We had two days to set the curriculum and prepare the workshop, which consisted of a flurry of planning and building and testing and learning our way around the town. By the time the participants arrived, we had lots for them to do over the next three days. The workshop began by teaching participants various skills in bicycle repair and maintenance from spoking a wheel (taught by Bernard) to fixing a flat (taught by Daniel). The sessions were run in the local language of Acholi, so we worked alongside translators from Caritas.
After that, we looked at how power can be taken from a bicycle by looking at a few different technologies including a charcoal crusher and a peanut butter maker. Then, we asked the participants to brainstorm some different ideas for projects and then we set the teams. One team wanted to make a water cart to attach to the back of a bicycle, another team was working on a bicycle blender for making juice locally, another team was working on a cassava grater and the fourth team was working on a millet and sorghum thresher.
The participants had already learned about the design process before, so we were able to move straight into information gathering and idea generation.

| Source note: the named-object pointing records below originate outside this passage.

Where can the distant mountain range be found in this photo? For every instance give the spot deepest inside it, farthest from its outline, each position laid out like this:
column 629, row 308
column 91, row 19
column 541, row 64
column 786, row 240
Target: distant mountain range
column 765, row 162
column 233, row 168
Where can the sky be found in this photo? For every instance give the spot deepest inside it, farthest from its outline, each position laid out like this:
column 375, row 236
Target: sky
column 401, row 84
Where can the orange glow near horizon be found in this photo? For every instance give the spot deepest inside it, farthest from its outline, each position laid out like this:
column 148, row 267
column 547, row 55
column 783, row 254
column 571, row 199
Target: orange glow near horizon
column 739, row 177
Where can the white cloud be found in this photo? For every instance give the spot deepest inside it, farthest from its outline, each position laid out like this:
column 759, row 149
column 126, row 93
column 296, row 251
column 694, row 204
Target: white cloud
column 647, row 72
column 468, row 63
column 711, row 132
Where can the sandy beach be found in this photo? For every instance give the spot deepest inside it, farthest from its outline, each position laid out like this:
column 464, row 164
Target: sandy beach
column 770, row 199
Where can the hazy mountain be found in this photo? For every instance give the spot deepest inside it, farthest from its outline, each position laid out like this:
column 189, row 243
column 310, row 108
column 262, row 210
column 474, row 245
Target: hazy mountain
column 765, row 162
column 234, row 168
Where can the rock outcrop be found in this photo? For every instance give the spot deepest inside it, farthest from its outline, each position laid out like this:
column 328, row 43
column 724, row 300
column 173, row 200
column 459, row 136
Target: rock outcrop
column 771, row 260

Over the next two days, we worked tirelessly to produce working prototypes, fueled by hearty Ugandan cuisine. We took a short break on the second day to look at different GCS technologies, which the participants really enjoyed. By the time that we were running the showcase at the end of the workshop, people were already planning businesses around the prototypes that they had designed and were figuring out how they could use their profits to build more bicycle machines.
There’s still some work to be done on the final designs. The blender was leaking a little bit and it was difficult to find dried sorghum for testing the thresher. Still, it was really amazing to see everything that people accomplished and to be a part of the whole process. It was also wonderful to work with such friendly and caring people.